6/2/08 09:42 pm - In the West

I'm in Vancouver. That's not news, though.
It's been a month, and to say the least, I'm really enjoying myself.
I'd be lying if I said it wasn't difficult, though. Some points of this first month out here have been lonely.
I still know no one. 
I just wish I had some sort of self confidence. Enough to at least meet someone without an introduction or a previously established connection. There's no "friend of a friend" out here. I want to make some friends. That would be nice.
On the plus side, I'm now working with a bunch of beautiful hippies. Maybe they could be my friends.

2/10/08 12:03 pm - I think I've found my calling


2/7/08 10:55 pm - Remember, remember the.... sixth of May?

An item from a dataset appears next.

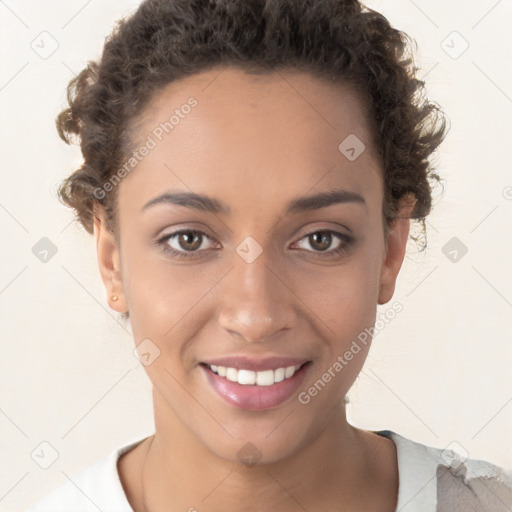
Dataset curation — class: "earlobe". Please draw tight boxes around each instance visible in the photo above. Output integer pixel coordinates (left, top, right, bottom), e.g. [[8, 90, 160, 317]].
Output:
[[378, 194, 416, 305], [94, 209, 127, 313]]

    That's when I'm leaving. I'm moving to Vancouver. I need an adventure, so I'm doing it. I've booked my flights, it's all paid for. I've never been there before, so why not? Why not?
I want to see the other side. It's possible it may be completely the same, though I doubt it. I've got no one there. There's no family, no friends really, and I'm forced to make some new ones. I'm forced to find something/someone to keep me interested, to keep everything busy. I want the summer. I want to feel warm grass, heated by a full eight hours of sun, reach those places between my toes that rarely see the light of day. I want to feel jet lag. I want to see the Pacific. I want to see mountains. I want to find those new, strange hidden places that seem so Cliché that I feel a need to spend time there. 
    I cannot wait to see what kind of beautiful thing this could result in.

12/11/07 12:35 am

I'm scared to death of you. Every time I see you, I dread it. Every time I think of you, I feel weak. Every time I hear your name, I feel sick. I feel nauseous a lot these days. All thanks to you.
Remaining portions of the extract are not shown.